Papal infallibility was only dogmatised in 1870. However, it had existed for over 800 years before that. Probably in 1075 Pope Hildebrand, Gregory VII, dictated his beliefs about the Papacy, in which he claimed for example that:
The Roman Church was founded solely by God.
Only the Pope can with right be called ‘Universal’.
All princes shall kiss the feet of the Pope alone.
His name alone shall be spoken in the churches.
His title is unique in the world.
It may be permitted to him to depose emperors.
No Council shall be called a Universal Council without his order.
He himself may be judged by no one.
The Roman Church has never erred. Nor will it err, to all eternity – Scripture being witness.
He may depose and reinstate bishops without assembling a Council.

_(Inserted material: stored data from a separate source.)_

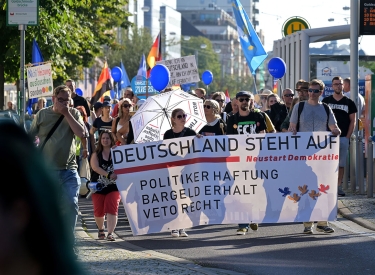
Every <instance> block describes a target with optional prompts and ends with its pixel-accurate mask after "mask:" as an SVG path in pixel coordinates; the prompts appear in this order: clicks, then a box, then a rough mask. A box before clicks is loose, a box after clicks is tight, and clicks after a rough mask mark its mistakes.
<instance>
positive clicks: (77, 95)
mask: <svg viewBox="0 0 375 275" xmlns="http://www.w3.org/2000/svg"><path fill="white" fill-rule="evenodd" d="M65 85H66V86H68V87H69V89H70V90H71V91H72V99H73V102H74V108H75V107H78V106H83V107H84V108H85V111H86V115H87V116H88V117H89V116H90V108H89V104H88V103H87V100H86V99H85V98H83V97H82V96H79V95H77V93H76V83H75V82H74V80H72V79H68V80H66V81H65Z"/></svg>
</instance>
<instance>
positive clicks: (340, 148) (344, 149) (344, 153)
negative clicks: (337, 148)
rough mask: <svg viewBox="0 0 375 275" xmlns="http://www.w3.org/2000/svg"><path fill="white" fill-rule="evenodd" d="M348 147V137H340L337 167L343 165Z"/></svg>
mask: <svg viewBox="0 0 375 275" xmlns="http://www.w3.org/2000/svg"><path fill="white" fill-rule="evenodd" d="M348 149H349V139H348V138H347V137H340V154H339V167H345V165H346V157H347V155H348Z"/></svg>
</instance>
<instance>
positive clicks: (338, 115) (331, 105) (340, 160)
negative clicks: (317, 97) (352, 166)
mask: <svg viewBox="0 0 375 275" xmlns="http://www.w3.org/2000/svg"><path fill="white" fill-rule="evenodd" d="M332 87H333V91H334V93H333V95H331V96H328V97H325V98H324V99H323V100H322V102H324V103H326V104H328V105H329V107H331V109H332V111H333V113H334V115H335V118H336V120H337V125H338V127H339V128H340V130H341V135H340V154H339V176H338V183H337V185H338V191H337V194H338V195H339V196H342V197H343V196H345V193H344V191H343V190H342V186H341V182H342V178H343V176H344V167H345V163H346V156H347V153H348V149H349V139H350V136H351V135H352V134H353V130H354V126H355V122H356V115H357V106H356V105H355V103H354V101H353V100H351V99H350V98H348V97H346V96H344V93H343V80H342V78H341V77H340V76H335V77H334V78H333V79H332Z"/></svg>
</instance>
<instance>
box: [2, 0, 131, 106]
mask: <svg viewBox="0 0 375 275" xmlns="http://www.w3.org/2000/svg"><path fill="white" fill-rule="evenodd" d="M127 3H128V1H127V0H106V1H101V0H85V1H73V0H39V25H38V26H29V27H28V28H27V30H26V38H25V63H29V62H31V45H32V39H33V38H35V39H36V40H37V41H38V44H39V46H40V49H41V51H42V54H43V57H44V60H45V61H48V60H50V61H52V64H53V70H54V75H53V78H54V81H55V82H56V84H60V83H62V82H63V80H64V79H66V78H68V77H71V78H77V77H78V75H79V71H80V69H82V68H83V67H90V66H91V65H92V64H93V62H94V60H95V57H98V56H101V55H102V52H103V48H102V46H103V45H108V46H110V47H111V48H116V47H118V45H117V44H116V42H115V41H116V39H115V38H116V31H114V29H115V28H116V27H122V28H127V27H128V26H129V25H130V24H131V23H130V22H129V21H128V20H127V17H128V16H129V15H130V14H129V13H127V12H125V11H123V7H124V6H125V5H126V4H127ZM0 5H1V6H0V7H1V9H0V32H1V34H2V35H1V37H0V106H3V105H4V82H5V81H17V80H18V79H19V68H20V32H19V31H18V28H17V27H8V26H6V0H0ZM114 15H115V16H114Z"/></svg>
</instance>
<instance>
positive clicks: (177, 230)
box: [171, 229, 189, 238]
mask: <svg viewBox="0 0 375 275" xmlns="http://www.w3.org/2000/svg"><path fill="white" fill-rule="evenodd" d="M171 235H172V237H175V238H178V237H188V236H189V235H188V234H187V233H186V231H185V229H180V230H178V229H176V230H172V232H171Z"/></svg>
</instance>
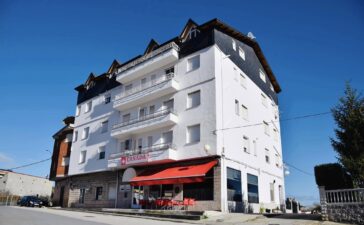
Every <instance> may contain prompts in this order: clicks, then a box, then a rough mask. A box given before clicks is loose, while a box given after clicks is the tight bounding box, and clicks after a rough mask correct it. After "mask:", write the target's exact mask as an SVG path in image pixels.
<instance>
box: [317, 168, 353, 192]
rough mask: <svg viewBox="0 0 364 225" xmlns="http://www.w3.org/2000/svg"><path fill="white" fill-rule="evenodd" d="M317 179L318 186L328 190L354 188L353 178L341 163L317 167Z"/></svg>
mask: <svg viewBox="0 0 364 225" xmlns="http://www.w3.org/2000/svg"><path fill="white" fill-rule="evenodd" d="M315 178H316V184H317V185H318V186H325V189H326V190H335V189H345V188H353V181H352V179H351V176H350V175H349V174H348V173H347V172H346V171H345V169H344V168H343V167H342V166H341V165H340V164H339V163H328V164H321V165H317V166H315Z"/></svg>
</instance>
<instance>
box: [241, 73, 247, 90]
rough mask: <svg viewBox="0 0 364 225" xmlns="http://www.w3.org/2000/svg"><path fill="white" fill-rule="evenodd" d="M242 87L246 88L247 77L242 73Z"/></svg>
mask: <svg viewBox="0 0 364 225" xmlns="http://www.w3.org/2000/svg"><path fill="white" fill-rule="evenodd" d="M240 85H241V86H243V87H244V88H246V77H245V76H244V74H242V73H241V74H240Z"/></svg>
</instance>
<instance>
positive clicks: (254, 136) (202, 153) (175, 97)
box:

He who is not at peace with the Roman Church shall not be considered ‘Catholic’.
These claims all goes further back, not just to the ‘Reform’ of the 1050s, but, arguably, to the revival of the (pagan) Roman Empire in 800 and that in turn goes back to the absolute power of the pagan Emperor in that Roman Empire. After the pagan emperors in Rome had fallen, the Papacy inherited their infallible authority.
But what happened to all this at the Protestant Reformation?
The Protestants claimed that only the Scriptures are infallible. This, naturally, led to infinite arguments about interpretations, just as in Scholastic Europe. ‘My interpretation is right, yours is wrong’. And so begin new infallibilities. One Protestant disagrees with another and their absolutism leads to a multitude of new ‘churches’ and so to new hatreds in a chain of ‘logic’:
You don’t agree with me. Therefore, I hate you. Therefore, I am going to set up my own Church, where you cannot go because I will not allow you to come in. My moralising is correct because I am superior to you. I will not concelebrate with you because you do not agree with me. Such people with their petty hatreds soon find themselves outside the Church. They claim: ‘He who is against me is an enemy of the Church’. This is because they claim that ‘I am the Church’. It is certainly not Christian, rather a curious mixture of Papism and Stalinism.